Most importantly, as a nonprofit board director, you’ll become a true champion for a cause that has a lot of meaning for you.

Five Things to Think About Before Joining a Nonprofit Board

Many things will be running through your mind as you consider whether you want to make the commitment to nonprofit board service. At a minimum, you should consider the following five things before you accept a position on a nonprofit board of directors:

  1. Expect to Make a Financial Commitment

Whoever nominates you to their board may forget to tell you that they expect you to make personal financial contributions to the organizations, and you may forget to ask about it. It’s considered good governance to ask how much the board expects you to give. Small nonprofits don’t always expect larger donations. Larger nonprofits may expect board directors to make personal contributions in the thousands or tens of thousands of dollars.

  1. Ask About Fundraising Expectations

It’s rare for nonprofit board directors not to participate in fundraising in some way. Before accepting a position on a nonprofit board, it’s wise to ask if they expect you to pursue personal or professional sources of donations from people you know. Some nonprofits adhere to a “give or get” philosophy, which means that the board expects their peers to acquire donations from their personal or professional networks. If they aren’t successful, the board expects them to personally donate the difference in the amount they failed to fundraise.

Larger nonprofit organizations often plan for an annual gala. Board directors who give at this event should learn ahead of time if any amounts they contribute during the gala will count toward their yearly annual giving.

New board directors can also expect to give of their time and expertise. Fellow board members should be clear about how much time they expect you to offer and how they expect you to use your expertise for the good of the organization.

  1. Expectations for Term Limits

Board terms for nonprofit organizations range from one year to several years. Be sure to ask how long your board position will last. The board typically has staggered terms so that the entire board doesn’t refresh all at once. Your length of service depends on whether you’re finishing someone else’s term and the length of term for your seat. Some boards hold an automatic expectation that you will automatically renew your term. Know when your term ends and let the rest of the board know ahead of time if you don’t intend to serve a subsequent term.

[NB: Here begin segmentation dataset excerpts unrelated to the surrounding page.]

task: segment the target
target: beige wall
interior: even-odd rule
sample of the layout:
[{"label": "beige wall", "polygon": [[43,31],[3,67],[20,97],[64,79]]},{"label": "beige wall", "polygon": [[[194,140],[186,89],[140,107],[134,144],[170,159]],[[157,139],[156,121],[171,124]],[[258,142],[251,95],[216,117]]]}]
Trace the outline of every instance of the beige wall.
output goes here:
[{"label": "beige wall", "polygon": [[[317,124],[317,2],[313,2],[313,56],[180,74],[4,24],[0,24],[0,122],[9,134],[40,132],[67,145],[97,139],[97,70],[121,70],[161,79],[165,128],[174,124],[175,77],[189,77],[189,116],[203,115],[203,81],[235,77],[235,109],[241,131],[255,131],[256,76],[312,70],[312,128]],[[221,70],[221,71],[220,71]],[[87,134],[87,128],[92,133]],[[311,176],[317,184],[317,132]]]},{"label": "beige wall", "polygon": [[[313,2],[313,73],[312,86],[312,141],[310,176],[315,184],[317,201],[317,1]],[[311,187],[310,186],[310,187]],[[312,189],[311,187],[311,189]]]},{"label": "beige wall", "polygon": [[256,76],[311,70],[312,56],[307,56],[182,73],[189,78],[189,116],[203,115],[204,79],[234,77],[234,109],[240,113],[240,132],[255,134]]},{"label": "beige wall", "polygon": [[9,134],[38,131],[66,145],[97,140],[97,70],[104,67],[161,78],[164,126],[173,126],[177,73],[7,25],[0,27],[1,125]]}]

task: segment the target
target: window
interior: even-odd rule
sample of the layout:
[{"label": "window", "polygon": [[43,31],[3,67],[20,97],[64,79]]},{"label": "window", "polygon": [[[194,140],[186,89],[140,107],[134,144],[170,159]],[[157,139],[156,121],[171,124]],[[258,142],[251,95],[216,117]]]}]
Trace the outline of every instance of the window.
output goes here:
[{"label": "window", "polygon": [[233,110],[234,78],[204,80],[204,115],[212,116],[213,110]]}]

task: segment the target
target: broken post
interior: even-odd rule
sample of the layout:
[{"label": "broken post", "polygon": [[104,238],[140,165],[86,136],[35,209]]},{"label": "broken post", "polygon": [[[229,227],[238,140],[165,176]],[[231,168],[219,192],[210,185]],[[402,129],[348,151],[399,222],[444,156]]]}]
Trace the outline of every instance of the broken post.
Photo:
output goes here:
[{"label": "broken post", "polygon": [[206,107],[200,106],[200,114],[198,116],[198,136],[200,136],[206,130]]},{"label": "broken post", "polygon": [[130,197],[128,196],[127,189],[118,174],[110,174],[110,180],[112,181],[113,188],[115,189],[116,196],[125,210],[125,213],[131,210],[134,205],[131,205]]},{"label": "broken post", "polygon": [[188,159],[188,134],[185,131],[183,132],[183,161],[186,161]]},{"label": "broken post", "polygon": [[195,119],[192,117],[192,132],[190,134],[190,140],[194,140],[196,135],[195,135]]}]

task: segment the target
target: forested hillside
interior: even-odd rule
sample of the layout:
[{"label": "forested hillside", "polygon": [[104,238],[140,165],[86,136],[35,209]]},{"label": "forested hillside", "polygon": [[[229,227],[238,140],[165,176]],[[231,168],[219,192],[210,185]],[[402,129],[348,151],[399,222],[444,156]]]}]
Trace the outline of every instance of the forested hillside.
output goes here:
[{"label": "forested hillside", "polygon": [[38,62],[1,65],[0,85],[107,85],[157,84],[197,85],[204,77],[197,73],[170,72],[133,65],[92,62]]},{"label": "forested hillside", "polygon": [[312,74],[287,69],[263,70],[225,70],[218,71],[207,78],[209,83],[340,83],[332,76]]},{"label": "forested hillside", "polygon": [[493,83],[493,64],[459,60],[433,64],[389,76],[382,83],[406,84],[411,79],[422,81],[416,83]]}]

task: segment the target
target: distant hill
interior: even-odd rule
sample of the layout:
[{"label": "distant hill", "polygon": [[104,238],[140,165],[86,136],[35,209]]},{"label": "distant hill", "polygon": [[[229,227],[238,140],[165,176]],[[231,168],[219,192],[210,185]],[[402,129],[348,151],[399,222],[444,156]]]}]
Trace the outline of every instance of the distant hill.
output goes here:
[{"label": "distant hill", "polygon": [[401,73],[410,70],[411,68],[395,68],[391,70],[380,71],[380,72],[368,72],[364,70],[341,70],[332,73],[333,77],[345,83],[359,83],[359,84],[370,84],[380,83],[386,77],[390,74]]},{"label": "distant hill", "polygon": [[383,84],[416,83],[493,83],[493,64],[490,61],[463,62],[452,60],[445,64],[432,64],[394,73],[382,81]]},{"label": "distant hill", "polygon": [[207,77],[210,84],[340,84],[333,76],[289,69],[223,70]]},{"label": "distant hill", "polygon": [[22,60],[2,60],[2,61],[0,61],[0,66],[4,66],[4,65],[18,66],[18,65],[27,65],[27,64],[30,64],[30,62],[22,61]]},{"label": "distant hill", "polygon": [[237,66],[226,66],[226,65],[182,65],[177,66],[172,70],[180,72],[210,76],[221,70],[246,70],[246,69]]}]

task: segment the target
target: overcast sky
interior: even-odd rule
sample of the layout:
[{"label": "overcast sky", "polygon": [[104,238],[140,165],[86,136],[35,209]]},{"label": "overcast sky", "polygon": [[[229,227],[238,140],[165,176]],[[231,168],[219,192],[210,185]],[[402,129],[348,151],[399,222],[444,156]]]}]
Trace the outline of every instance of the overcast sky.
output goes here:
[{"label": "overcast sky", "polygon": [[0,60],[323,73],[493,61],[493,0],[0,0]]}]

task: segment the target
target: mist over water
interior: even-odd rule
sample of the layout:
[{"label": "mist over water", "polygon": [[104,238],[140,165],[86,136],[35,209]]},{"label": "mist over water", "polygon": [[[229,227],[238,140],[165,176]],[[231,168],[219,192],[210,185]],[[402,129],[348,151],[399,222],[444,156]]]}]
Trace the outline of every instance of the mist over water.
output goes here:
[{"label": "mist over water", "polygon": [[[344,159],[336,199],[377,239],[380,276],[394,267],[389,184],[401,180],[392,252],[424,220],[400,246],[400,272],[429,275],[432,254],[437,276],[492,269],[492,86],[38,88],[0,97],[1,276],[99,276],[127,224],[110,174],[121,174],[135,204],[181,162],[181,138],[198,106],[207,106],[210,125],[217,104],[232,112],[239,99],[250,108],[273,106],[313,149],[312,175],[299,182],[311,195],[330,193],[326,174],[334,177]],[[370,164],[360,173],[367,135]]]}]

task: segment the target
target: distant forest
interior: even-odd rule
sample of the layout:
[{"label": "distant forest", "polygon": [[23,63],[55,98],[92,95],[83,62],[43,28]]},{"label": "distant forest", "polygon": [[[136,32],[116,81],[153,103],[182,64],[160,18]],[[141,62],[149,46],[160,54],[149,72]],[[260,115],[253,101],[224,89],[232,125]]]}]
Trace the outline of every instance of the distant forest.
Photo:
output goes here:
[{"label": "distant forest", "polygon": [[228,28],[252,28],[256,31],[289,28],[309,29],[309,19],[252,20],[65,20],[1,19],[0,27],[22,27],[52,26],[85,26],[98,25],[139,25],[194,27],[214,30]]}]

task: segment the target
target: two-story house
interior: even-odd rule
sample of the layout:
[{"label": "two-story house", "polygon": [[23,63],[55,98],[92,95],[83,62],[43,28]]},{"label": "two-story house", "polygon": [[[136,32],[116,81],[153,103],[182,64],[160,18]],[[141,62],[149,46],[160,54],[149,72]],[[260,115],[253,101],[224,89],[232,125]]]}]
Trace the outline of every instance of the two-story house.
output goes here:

  1. Expectations for Nonprofit Board Duties

Perhaps you already have some ideas about how you feel you can best contribute your time and talents to the organization. The rest of the board may have other ideas for you. It’s best to get on the same page with other board members regarding their expectations. Ask ahead of time if you can select the tasks you want to perform and the committees on which you want to serve.

  1. Does the Nonprofit Have Directors and Officers Insurance Liability Coverage?

While it may not seem immediately important, board director candidates should inquire about whether the board has a liability policy for directors and officers. This type of policy is also called a D&O policy. According to a 2012 Towers Watson survey, about 63% of nonprofits filed a liability claim. D&O insurance covers board directors, their spouses, their assets and the organization’s assets. Board directors of nonprofits that have no D&O insurance or inadequate limits may want to consider obtaining a personal umbrella policy. Be aware that many personal umbrella insurance policies exclude coverage for insureds who serve on boards of directors.

Final Tips on Joining a Nonprofit Board of Directors

Before offering your final acceptance for a nonprofit board seat, do as much research on the organization and the current board as you can. Learn whether they’re a start-up and whether they’re struggling or growing. Ask for a copy of their bylaws, last meeting minutes and financial statements. Ask other board members whether the board truly engages in strategic issues that affect the future of the organization. If in doubt, start small and get your feet wet by volunteering or serving on a committee.